Can an exclusive agreement be valid in a contractor relationship using an independant contractor?
Full Question:
Answer:
A court will generally enforce a non-compete agreement if it is reasonable in terms of the restrictions on the employee. It should be limited in time and distance that it covers, so that the employee isn't prevented from earning a living. The agreement may contain terms that
prohibit the disclosure of confidential information and solicitation of other employees. The employment of the individual is considered adequate consideration to make the contract enforceable. If another employer is aware of the non-compete agreement and intentionally seeks to interfere with its terms, it may be possible that that employer is liable for
damages for intentional interference with a contract.
A non-compete agreement may contain terms for dealing exclusively with one entity, and don’t necessarily only apply to working for competitors after employment is terminated. It may sometimes be referred to as an exlusive dealing agreement, but that term usually applies to distributors and suppliers. It will be a matter of subjective determination for the court to decide whether the agreement’s restrictions are reasonable in scope. I suggest you contact a local attorney who can review all the facts and documents involved.
The following is a FL statute:
542.33 Contracts in restraint of trade valid.--
(1) Notwithstanding other provisions of this chapter to the contrary, each contract by which any person is restrained from exercising a lawful profession, trade, or business of any kind, as provided by subsections (2) and (3) hereof, is to that extent valid, and all other contracts in restraint of trade are void.
(2)
(a) One who sells the goodwill of a business, or any shareholder of a corporation selling or otherwise disposing of all of her or his shares in said corporation, may agree with the buyer, and one who is employed as an agent, independent contractor, or employee may agree with her or his employer, to refrain from carrying on or engaging in a similar business and from soliciting old customers of such employer within a reasonably limited time and area, so long as the buyer or any person deriving title to the goodwill from her or him, and so long as such employer, continues to carry on a like business therein.
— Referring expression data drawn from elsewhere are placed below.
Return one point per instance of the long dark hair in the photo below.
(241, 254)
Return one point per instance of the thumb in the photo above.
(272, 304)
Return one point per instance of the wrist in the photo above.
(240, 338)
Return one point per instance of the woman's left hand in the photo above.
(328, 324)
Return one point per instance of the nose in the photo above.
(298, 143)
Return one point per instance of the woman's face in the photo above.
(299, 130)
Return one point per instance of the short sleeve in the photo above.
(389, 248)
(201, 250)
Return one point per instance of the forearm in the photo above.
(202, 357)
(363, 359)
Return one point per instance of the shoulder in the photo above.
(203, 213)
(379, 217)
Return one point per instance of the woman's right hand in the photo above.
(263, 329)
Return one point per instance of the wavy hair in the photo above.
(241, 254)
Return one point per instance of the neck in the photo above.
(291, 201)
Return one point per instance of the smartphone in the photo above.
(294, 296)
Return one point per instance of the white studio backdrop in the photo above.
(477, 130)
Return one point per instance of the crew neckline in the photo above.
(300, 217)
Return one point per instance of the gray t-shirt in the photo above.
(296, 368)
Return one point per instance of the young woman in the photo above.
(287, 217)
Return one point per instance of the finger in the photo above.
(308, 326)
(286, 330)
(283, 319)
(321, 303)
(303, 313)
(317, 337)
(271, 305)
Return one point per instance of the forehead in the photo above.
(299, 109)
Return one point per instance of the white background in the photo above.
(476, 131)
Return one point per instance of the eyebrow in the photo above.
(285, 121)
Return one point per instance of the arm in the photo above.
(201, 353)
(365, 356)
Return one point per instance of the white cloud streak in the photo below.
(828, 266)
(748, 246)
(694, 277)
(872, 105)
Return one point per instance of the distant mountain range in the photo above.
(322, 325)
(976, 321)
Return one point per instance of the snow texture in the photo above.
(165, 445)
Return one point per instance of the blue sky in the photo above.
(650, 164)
Said agreements may, in the discretion of a court of competent jurisdiction, be enforced by injunction. However, the court shall not enter an injunction contrary to the public health, safety, or welfare or in any case where the injunction enforces an unreasonable covenant not to compete or where there is no showing of irreparable injury. However, use of specific trade secrets, customer lists, or direct solicitation of existing customers shall be presumed to be an irreparable injury and may be specifically enjoined. In the event the seller of the goodwill of a business, or a shareholder selling or otherwise disposing of all her or his shares in a corporation breaches an agreement to refrain from carrying on or engaging in a similar business, irreparable injury shall be presumed.
(b) The licensee, or any person deriving title from the licensee, of the use of a trademark or service mark, and the business format or system identified by that trademark or service mark, may agree with the licensor to refrain from carrying on or engaging in a similar business and from soliciting old customers of such licensor within a reasonably limited time and area, so long as the licensor, or any person deriving title from the licensor, continues to carry on a like business therein. Said agreements may, in the discretion of a court of competent jurisdiction, be enforced by injunction.
(3) Partners may, upon or in anticipation of a dissolution of the partnership, agree that all or some of them will not carry on a similar business within a reasonably limited time and area.
(4) This section does not apply to any litigation which may be pending, or to any cause of action which may have accrued, prior to May 27, 1953.